These tools for processing human language are commonly referred to as linguistic tools. Apart from the examples mentioned above, there are also other types of linguistic tools that perhaps are not so well-known, but on which most of the other applications of Computational Linguistics are built. These other types of linguistic tools comprise POS taggers, natural language parsers and semantic taggers, amongst others. All of them can be termed linguistic annotation tools.
Linguistic annotation tools are important assets. In fact, POS and semantic taggers (and, to a lesser extent, also natural language parsers) have become critical resources for the computer applications that process natural language. Hence, any computer application that has to analyse a text automatically and ‘intelligently’ will include at least a module for POS tagging. The more an application needs to ‘understand’ the meaning of the text it processes, the more linguistic tools and/or modules it will incorporate and integrate.
However, linguistic annotation tools have still some limitations, which can be summarised as follows:
1. Normally, they perform annotations only at a certain linguistic level (that is, Morphology, Syntax, Semantics, etc.).
2. They usually introduce a certain rate of errors and ambiguities when tagging. This error rate ranges from 10 percent up to 50 percent of the units annotated for unrestricted, general texts.
3. Their annotations are most frequently formulated in terms of an annotation schema designed and implemented ad hoc.
A priori, it seems that the interoperation and the integration of several linguistic tools into an appropriate software architecture could most likely solve the limitations stated in (1). Besides, integrating several linguistic annotation tools and making them interoperate could also minimise the limitation stated in (2). Nevertheless, in the latter case, all these tools should produce annotations for a common level, which would have to be combined in order to correct their corresponding errors and inaccuracies. Yet, the limitation stated in (3) prevents both types of integration and interoperation from being easily achieved.

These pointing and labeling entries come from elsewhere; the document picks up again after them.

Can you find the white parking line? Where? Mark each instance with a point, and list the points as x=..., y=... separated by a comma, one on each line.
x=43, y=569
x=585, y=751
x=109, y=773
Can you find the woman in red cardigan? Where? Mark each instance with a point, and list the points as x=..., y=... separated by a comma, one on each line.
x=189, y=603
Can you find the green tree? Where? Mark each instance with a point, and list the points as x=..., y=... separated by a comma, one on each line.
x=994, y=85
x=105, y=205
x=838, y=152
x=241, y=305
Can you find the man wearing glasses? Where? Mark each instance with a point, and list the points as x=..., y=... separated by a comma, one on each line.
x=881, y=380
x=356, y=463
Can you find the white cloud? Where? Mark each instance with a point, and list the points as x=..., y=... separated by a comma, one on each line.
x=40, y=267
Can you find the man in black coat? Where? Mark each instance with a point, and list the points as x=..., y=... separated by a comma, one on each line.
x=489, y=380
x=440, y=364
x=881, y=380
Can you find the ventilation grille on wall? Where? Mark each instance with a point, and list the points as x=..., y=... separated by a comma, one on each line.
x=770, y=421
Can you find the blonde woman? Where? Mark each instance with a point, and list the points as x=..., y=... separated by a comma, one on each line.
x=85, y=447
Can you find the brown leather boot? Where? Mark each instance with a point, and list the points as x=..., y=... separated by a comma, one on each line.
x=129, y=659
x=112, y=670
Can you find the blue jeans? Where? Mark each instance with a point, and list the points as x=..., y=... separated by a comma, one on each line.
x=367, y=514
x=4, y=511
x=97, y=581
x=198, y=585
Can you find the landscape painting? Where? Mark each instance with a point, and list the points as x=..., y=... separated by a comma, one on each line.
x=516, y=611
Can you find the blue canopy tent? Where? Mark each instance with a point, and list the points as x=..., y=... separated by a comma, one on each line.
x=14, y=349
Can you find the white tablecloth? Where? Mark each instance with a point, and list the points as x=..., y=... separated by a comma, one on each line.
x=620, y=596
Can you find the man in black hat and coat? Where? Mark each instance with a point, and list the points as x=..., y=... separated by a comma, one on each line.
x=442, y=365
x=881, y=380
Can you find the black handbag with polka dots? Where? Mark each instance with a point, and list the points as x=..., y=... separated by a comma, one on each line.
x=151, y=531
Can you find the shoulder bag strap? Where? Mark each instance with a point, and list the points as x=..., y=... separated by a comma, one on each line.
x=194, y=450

In addition, most high-level annotation tools rely on other lower-level annotation tools and their outputs to generate their own ones. For example, sense-tagging tools (operating at the semantic level) often use POS taggers (operating at a lower level, i.e., the morphosyntactic) to identify the grammatical category of the word or lexical unit they are annotating. Accordingly, if a faulty or inaccurate low-level annotation tool is to be used by other higher-level one in its process, the errors and inaccuracies of the former should be minimised in advance. Otherwise, these errors and inaccuracies would be transferred to (and even magnified in) the annotations of the high-level annotation tool.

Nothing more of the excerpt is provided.